Openfire LDAP authentication and restrictions

Adam_Tyler · December 23, 2014, 5:03pm

Hello all. New Openfire server user and I had a quick question regarding restricting login for users when using LDAP. LDAP authentication is successfully configured in my environment, but I was curious how to restrict login or allow login for specific groups of users? When I configured LDAP integration I used the root base DN of the entire domain and it appears that populated ever user account in my database.
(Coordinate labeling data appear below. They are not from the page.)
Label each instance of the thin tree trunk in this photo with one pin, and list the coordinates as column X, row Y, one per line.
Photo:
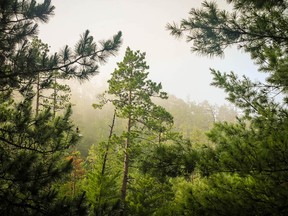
column 108, row 144
column 37, row 95
column 126, row 159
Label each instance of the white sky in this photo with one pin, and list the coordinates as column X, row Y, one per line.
column 142, row 23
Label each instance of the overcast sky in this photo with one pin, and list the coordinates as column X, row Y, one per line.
column 142, row 22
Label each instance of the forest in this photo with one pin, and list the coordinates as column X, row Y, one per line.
column 134, row 149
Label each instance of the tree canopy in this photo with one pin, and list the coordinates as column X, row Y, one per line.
column 32, row 147
column 246, row 168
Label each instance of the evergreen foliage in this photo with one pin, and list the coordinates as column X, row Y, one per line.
column 245, row 171
column 32, row 146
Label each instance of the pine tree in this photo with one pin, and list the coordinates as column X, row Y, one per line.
column 132, row 97
column 32, row 147
column 245, row 171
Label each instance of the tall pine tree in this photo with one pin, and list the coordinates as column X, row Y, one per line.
column 31, row 147
column 245, row 172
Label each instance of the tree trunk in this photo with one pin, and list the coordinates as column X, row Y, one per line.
column 126, row 158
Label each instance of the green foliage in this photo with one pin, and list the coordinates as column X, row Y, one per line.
column 32, row 155
column 246, row 167
column 102, row 189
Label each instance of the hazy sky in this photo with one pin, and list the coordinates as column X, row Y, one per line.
column 142, row 23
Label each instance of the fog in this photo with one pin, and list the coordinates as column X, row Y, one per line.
column 182, row 73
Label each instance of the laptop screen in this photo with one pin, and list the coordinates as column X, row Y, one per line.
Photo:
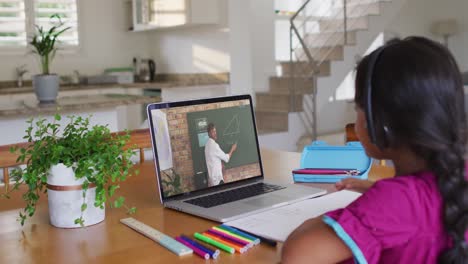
column 204, row 143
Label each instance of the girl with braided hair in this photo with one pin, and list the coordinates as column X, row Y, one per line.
column 410, row 109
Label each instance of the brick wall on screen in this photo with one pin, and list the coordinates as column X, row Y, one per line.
column 180, row 142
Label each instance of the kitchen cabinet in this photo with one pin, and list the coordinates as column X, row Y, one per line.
column 158, row 14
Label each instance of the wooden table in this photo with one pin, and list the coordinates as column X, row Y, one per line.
column 112, row 242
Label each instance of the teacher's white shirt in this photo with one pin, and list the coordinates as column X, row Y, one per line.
column 214, row 155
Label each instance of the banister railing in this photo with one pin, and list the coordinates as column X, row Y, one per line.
column 302, row 41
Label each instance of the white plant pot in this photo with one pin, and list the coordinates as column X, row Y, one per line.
column 65, row 196
column 46, row 87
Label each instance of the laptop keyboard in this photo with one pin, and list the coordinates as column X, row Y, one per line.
column 234, row 195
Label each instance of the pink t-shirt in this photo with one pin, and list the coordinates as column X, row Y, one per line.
column 398, row 220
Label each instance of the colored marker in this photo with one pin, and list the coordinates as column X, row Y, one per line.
column 231, row 243
column 256, row 240
column 234, row 235
column 237, row 248
column 213, row 253
column 197, row 251
column 231, row 238
column 214, row 243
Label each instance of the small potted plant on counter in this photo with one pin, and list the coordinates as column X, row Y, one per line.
column 46, row 85
column 79, row 166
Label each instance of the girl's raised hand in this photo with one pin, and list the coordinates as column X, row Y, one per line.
column 354, row 184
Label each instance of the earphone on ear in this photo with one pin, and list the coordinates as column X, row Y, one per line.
column 373, row 58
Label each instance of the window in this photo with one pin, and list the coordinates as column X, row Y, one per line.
column 12, row 23
column 19, row 17
column 67, row 10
Also in regard to Openfire groups… What are they used for? It seems that end users can “group” contacts on the fly and type in whatever they want. How do the “groups” configuration from the admin console differ from this? Is there a way to populate end user clients with their own department’s contacts for example?

Regards,

Adam Tyler

Adam_Tyler · February 27, 2015, 5:19pm

Hello all… I seemed to have answered my own question here and thought it would be a good idea to post my fix. I ended up going through the LDAP setup again and entering two new LDAP queries to narrow the scope of deployment. in addition to restricting login for certain users it did also help with the responsiveness of the Users/Groups tab in the admin console. Before this change they loaded horribly slow. I am using LDAPS and have seen some posts about issues with that…
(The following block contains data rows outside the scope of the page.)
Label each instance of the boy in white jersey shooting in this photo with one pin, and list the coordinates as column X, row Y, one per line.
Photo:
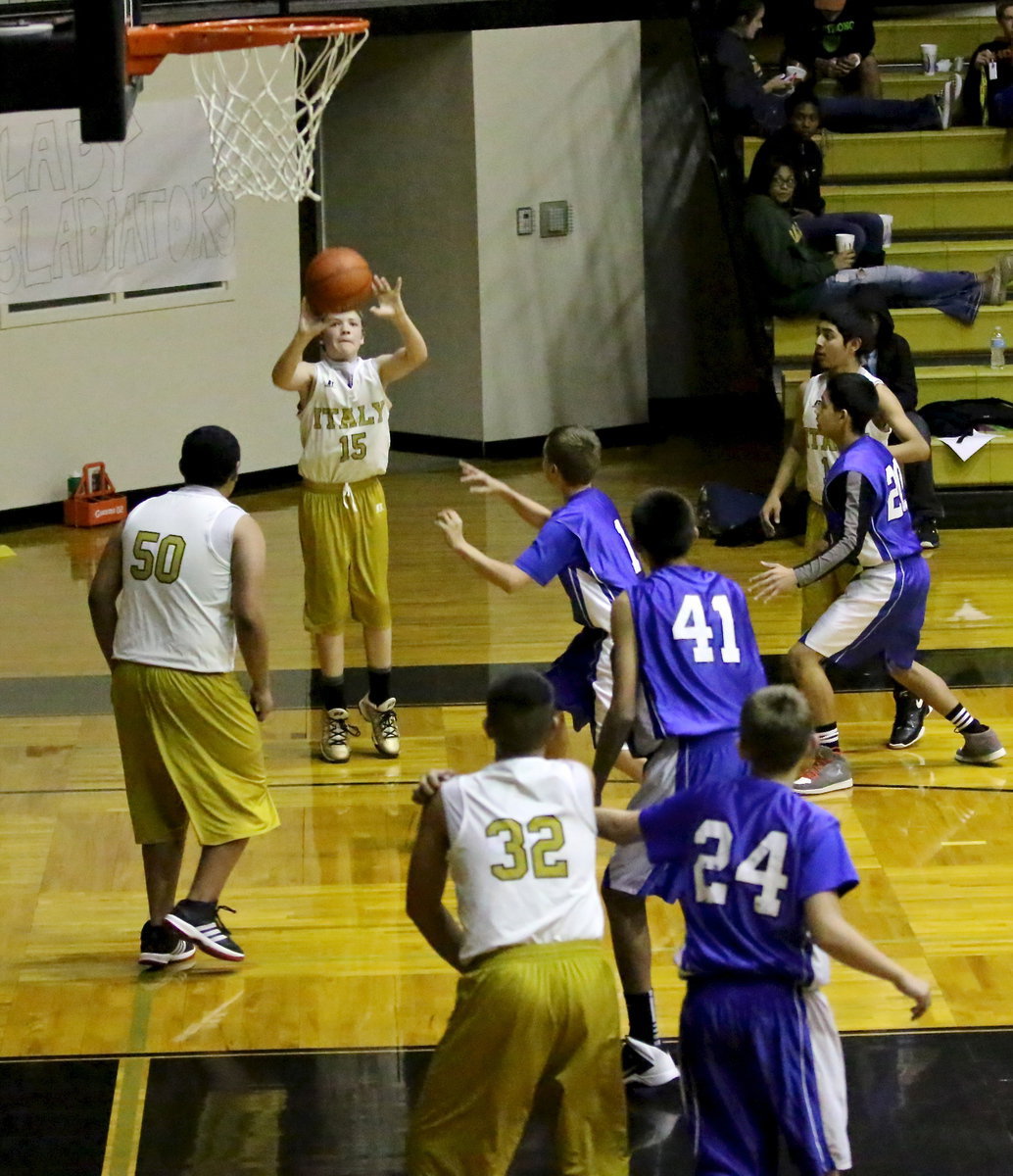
column 758, row 873
column 536, row 1003
column 186, row 570
column 343, row 417
column 845, row 334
Step 1: was to create a new security group in AD that all Openfire users would be a member of. The idea being that users who are not members will not be pulled into the user list automatically and would not be able to log in. My group name was simply called Openfire-EnabledUsers

Step 2: was to support roster auto-populate or so I call it. I didn’t want every single AD group pulled into the group list of the admin console. This made configuring groups for Openfire inefficient and made the admin console tabs load slowly. So I created a group for every department that I might want to populate in the roster. For example “Openfire-Accounting” and “Openfire-Maintenance”.

Finally step three was to reconfigure the LDAP integration from the Openfire admin console. I still used the base DN for the entire domain, but I added the following LDAP queries on the subsequent config pages:

ldap.groupSearchFilter: (&(objectcategory=group)(CN=Openfire*))

Keep in mind all groups used to manage Openfire users would need to start with Openfire…

ldap.searchFilter: (&(objectcategory=user)(memberof=CN=Openfire-EnableUser,OU=Security,OU=All Groups,DC=domainname,DC=local))

This is the change which requires all users to be a member of “Openfire-EnableUser” group.

speedy · February 27, 2015, 9:11pm

Looks like you figured this out, but I wrote up a doc on this a while ago. You might find the additional search filter handy

How to Setup Dynamic Groups and Shared Rosters with LDAP/AD

Adam_Tyler · February 27, 2015, 9:24pm

Ah! Wish I had found your guide before the manual process I went through… Search must have failed me… Thanks for the info!

speedy · February 27, 2015, 10:10pm

ooops. I was updating the document and just deleted it by mistake. thats been on par with my day.